Ario: Maaf ya. Janji tidak marah? 19.35
Ranti bingung harus membalas apa, hanya menatap ponselnya. Akhirnya Ranti memutuskan untuk mandi dan mendinginkan kepalanya. Selesai mandi, ia makan coklat yang Cica bawa dan menghabiskan tiga butir, lalu menghela nafas.
Ranti mengambil ponselnya, ternyata ada tiga misscall.
1 ARIO 19.50
2 ARIO 20.11
3 ARIO 20.23
Tiba-tiba hatinya tersentuh, Ario mungkin merasa tidak enak. Sekarang pukul 20.52, tadi ia lama di kamar mandi, jadi tidak sadar kalau ada telepon masuk.
Ranti pun memutuskan untuk menelepon balik. Bagaimanapun, jauh di lubuk hatinya, Ranti paham ia marah karena ada rasa pada Ario dan tidak mau emosinya saat ini membuatnya menyesal. Cica betul, ia harus tenang dan meminta penjelasan dari Ario. Lagipula, Ario mungkin tidak paham bahwa yang membuatnya kesal bukan soal batal janji, tapi soal cemburu. Ya, bayangan Ario dan Mirna, itu yang membuat emosinya naik.

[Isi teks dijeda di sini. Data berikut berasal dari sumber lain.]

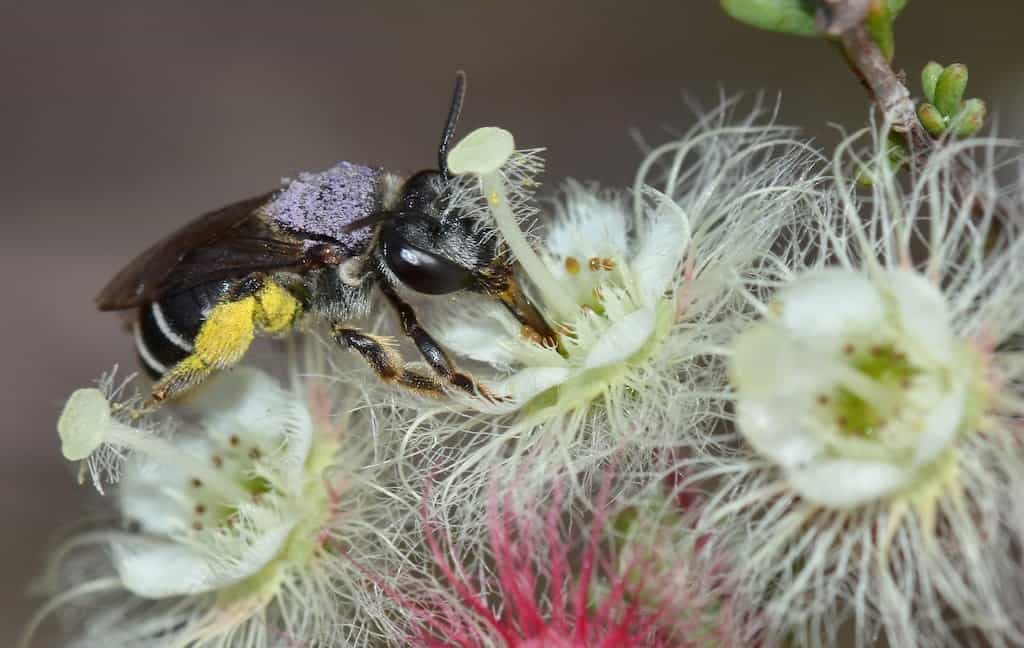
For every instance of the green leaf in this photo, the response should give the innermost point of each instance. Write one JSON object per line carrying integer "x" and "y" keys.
{"x": 880, "y": 26}
{"x": 788, "y": 16}
{"x": 949, "y": 89}
{"x": 895, "y": 6}
{"x": 931, "y": 119}
{"x": 930, "y": 77}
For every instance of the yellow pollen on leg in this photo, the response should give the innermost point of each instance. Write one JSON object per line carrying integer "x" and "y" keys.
{"x": 275, "y": 308}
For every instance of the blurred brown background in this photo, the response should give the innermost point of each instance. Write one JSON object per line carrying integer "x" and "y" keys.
{"x": 119, "y": 121}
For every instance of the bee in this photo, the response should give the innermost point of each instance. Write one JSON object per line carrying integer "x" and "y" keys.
{"x": 315, "y": 250}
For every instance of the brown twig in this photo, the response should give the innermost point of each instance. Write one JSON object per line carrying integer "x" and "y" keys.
{"x": 845, "y": 19}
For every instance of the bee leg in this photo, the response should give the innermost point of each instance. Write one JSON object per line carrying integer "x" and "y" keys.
{"x": 223, "y": 339}
{"x": 225, "y": 336}
{"x": 379, "y": 353}
{"x": 430, "y": 350}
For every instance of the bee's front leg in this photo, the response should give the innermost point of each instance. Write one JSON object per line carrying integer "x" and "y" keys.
{"x": 430, "y": 350}
{"x": 380, "y": 354}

Deringan pertama, Ario langsung mengangkatnya.
Ario, "Halo..”
Ranti, "Halo."
Ario, "Marah?"
Ranti, "Tidak ada alasan untuk marah." Ranti menjawab apa adanya.

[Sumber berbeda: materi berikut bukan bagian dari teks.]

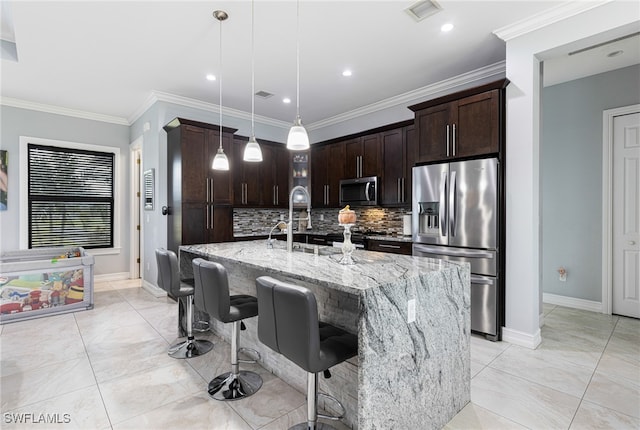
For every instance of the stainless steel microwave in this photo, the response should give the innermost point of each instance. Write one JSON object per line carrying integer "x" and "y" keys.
{"x": 359, "y": 191}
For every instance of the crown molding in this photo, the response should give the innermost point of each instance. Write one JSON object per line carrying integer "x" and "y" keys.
{"x": 211, "y": 107}
{"x": 545, "y": 18}
{"x": 41, "y": 107}
{"x": 410, "y": 97}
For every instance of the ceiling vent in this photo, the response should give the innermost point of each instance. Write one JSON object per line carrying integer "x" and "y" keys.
{"x": 423, "y": 9}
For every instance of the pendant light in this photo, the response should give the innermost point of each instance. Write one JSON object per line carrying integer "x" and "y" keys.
{"x": 298, "y": 140}
{"x": 252, "y": 151}
{"x": 220, "y": 161}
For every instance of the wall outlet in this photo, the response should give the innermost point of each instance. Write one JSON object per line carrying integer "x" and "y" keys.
{"x": 411, "y": 311}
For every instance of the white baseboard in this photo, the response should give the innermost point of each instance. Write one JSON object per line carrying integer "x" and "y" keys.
{"x": 520, "y": 338}
{"x": 112, "y": 277}
{"x": 572, "y": 302}
{"x": 153, "y": 290}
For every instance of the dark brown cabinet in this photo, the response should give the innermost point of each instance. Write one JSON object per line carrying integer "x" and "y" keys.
{"x": 199, "y": 198}
{"x": 263, "y": 184}
{"x": 363, "y": 156}
{"x": 462, "y": 125}
{"x": 327, "y": 169}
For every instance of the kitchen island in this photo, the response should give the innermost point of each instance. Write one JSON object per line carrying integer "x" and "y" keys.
{"x": 412, "y": 368}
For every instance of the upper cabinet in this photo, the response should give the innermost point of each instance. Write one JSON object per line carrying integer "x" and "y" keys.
{"x": 262, "y": 184}
{"x": 461, "y": 125}
{"x": 363, "y": 156}
{"x": 327, "y": 169}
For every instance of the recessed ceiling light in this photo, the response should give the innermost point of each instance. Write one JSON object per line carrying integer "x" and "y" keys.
{"x": 447, "y": 27}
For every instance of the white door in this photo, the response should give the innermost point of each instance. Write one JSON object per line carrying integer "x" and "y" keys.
{"x": 626, "y": 215}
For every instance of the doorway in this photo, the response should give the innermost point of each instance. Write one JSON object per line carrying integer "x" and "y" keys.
{"x": 135, "y": 250}
{"x": 621, "y": 217}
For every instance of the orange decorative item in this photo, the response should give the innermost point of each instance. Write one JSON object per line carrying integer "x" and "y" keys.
{"x": 347, "y": 216}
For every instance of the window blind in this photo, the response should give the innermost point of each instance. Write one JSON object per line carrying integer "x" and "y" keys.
{"x": 71, "y": 197}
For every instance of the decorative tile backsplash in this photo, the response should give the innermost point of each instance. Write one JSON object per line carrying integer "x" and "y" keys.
{"x": 260, "y": 221}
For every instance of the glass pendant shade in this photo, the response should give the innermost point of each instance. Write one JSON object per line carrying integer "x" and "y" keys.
{"x": 298, "y": 139}
{"x": 220, "y": 161}
{"x": 252, "y": 151}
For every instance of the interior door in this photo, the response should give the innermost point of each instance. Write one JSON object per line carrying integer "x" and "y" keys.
{"x": 626, "y": 215}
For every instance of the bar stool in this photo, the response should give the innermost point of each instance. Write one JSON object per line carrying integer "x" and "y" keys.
{"x": 289, "y": 325}
{"x": 169, "y": 280}
{"x": 212, "y": 296}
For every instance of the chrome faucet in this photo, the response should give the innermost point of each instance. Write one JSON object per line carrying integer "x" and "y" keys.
{"x": 290, "y": 223}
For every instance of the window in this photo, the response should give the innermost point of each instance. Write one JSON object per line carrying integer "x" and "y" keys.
{"x": 70, "y": 197}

Ario terdiam sesaat lalu mulai berbicara, "Tadi sebelum pergi meeting ke Blue, hp saya charge dan tertinggal ruang Pa Wira. Selesai meeting, lalu kembali ke kantor untuk membereskan beberapa dokumen hasil meeting. Hp tidak bisa langsung diambil karena ternyata ruang Pa Wira sudah terkunci. Sambil menunggu, ternyata Pa Wira datang bersama Pa Ridwan, akhirnya Pa Ridwan mengajak rapat terkait pertemuan tadi. Selesai rapat, baru saya bisa mengambil hp," jelas Ario panjang lebar.
Ranti diam.
Ario, "Maaf saya telat kirim kabar, mau memaafkan saya?" Terdengar kalau ia memang merasa bersalah.

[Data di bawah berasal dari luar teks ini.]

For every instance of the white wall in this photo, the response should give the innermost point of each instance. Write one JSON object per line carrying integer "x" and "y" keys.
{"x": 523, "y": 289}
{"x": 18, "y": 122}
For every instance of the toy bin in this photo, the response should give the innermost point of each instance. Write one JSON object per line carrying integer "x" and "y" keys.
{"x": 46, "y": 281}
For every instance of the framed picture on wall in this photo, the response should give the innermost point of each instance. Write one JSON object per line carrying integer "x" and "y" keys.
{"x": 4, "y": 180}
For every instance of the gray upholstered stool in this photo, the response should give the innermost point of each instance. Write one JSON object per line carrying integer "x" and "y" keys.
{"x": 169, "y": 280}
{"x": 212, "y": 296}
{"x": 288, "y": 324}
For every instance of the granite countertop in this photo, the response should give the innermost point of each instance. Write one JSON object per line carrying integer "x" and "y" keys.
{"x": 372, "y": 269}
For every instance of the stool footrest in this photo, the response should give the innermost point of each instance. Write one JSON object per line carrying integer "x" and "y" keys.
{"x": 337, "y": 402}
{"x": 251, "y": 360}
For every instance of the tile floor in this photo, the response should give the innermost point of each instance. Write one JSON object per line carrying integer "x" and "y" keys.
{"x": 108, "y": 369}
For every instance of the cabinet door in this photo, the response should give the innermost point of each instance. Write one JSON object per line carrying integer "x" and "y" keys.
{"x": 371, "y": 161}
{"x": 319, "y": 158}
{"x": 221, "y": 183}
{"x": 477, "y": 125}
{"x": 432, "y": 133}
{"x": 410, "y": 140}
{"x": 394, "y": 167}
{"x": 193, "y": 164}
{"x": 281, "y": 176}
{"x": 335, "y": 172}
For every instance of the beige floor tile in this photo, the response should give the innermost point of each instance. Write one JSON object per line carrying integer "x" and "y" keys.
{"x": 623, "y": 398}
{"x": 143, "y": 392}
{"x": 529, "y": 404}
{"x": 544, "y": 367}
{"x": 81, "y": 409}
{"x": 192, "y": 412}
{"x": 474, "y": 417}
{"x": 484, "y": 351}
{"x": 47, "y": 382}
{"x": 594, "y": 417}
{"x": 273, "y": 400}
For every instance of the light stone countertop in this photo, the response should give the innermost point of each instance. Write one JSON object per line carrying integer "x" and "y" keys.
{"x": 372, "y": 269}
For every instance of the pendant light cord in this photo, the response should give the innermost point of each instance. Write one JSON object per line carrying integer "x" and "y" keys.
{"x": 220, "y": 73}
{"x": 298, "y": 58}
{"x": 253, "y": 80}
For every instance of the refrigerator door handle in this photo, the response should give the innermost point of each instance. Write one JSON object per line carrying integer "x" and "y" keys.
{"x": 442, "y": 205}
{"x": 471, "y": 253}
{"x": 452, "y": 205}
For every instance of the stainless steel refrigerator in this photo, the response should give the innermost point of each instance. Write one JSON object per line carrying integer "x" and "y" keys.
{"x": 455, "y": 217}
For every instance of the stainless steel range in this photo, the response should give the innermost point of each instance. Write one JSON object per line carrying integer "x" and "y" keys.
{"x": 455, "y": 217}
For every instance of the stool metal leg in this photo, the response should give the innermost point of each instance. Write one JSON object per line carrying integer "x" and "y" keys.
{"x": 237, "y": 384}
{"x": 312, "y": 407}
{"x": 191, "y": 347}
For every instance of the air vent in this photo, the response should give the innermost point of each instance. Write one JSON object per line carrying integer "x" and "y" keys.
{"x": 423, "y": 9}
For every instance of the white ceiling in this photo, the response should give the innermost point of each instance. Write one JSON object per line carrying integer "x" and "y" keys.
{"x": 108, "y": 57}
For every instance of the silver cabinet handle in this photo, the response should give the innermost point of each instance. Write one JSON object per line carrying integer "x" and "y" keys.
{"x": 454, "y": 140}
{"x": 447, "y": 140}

Ranti tiba-tiba merasa bersalah. Penjelasan Ario membuatnya mengerti, semua ini hanya gara-gara emosinya. Ia cemburu soal Mirna. Tapi tentu saja, ia tidak bisa menjelaskan itu pada Ario. Kalau menjelaskan, sama saja dengan mengakui perasaannya.
Ranti, "Pa Ario.”
Ario, "Ya," Ario menjawab lembut, ada kelegaan dalam nada suaranya.
Ranti, "Mmm.. maaf kalau saya terkesan seperti marah. Saya tidak marah pada Pa Ario.”
Ario, "Sungguh? Tidak marah?" Ario terdengar sumringah dengan jawaban Ranti.
Ranti, "Iya.”
Ario, "Lalu.. Mmm... Boleh tahu, kenapa tidak balas pesan saya?" Ario terdengar bertanya dengan hati-hati.
Ranti, "Bukan tidak balas, tapi belum balas. Habis ada yang membatalkan janji mendadak. Sejujurnya ingin marah, tapi tidak mau marahan." Ranti mencoba mencairkan suasana, tidak mau Ario bertanya lebih lanjut yang akhirnya bisa membuatnya mengungkapkan kecemburuannya.
Ario tertawa.
Tertawanya menggemaskan. Ranti mendadak lupa semua rasa cemburunya. Ia kembali merasa kangen. Duh, besok Hari Sabtu. Artinya dua hari, Sabtu Minggu tidak akan bertemu. Ingin rasanya mengungkapkan rasa kangen itu. Apa Ario merasakan hal yang sama?
Ario, "Boleh beri saya kesempatan lagi?”
Ranti, "Kesempatan apa?"
Ario, "Besok saya jemput makan siang, apa bisa? Semoga tidak ada acara.”
Ranti langsung tersenyum lebar, "Besok bisa tidak yaa? Ada yang membatalkan lagi tidak yaa?" canda Ranti. "Mmm.. Tapi... Ok."
Ario, "Ok... Bisa?" Ario bertanya memastikan.
Ranti, "Iya.”
Ario, "Besok saya jemput pukul 1, tidak apa-apa?"
Ranti, "Ok.”
Ario, "Sampai besok ya..” Ario terdengar senang.
Ranti, "Iya.. saya tunggu."
Ario, "Iya pasti. Mmm... sudah mau tidur?"
Ranti, "Belum, Pa Ario mau tidur?"
Ario, "Belum, masih ingin ngobrol sama seseorang. Perutnya masih sakit?"
Ranti, "Ngobrol sama siapa?" Ranti pura-pura tidak tahu. "Perut sudah enakan.”
Ario, "Ok good. Tadi siang makan apa?"
Ranti, "Bubur.”
Ario, "Bubur beli dimana?"
Ranti, "Tidak tahu, Wira yang kirim. Tadi makan di ruangan.”
Ario, "Oh.." Ario terdiam, lama.
Ranti, "Halo? Pa Ario?" Ranti bertanya-tanya kenapa tidak ada suara.
Ario, "Mmm..." Menggumam.
Ranti, "Kenapa?"
Ario, "Sepertinya, saya cemburu.”
Ranti, "Hah? Karena?" dengan polosnya Ranti bertanya.
Ario, "Lupakan saja. Sudah malam, sampai besok," Ario seperti ingin segera menutup telepon.
Ranti, "Oh ok.." Ranti menutup telepon meskipun mendadak bingung dan penuh tanda tanya.
Tapi ia mengingat kalau besok akan "date" dengan Ario. Akhirnya Ranti mengabaikan kebingungannya dan segera tidur.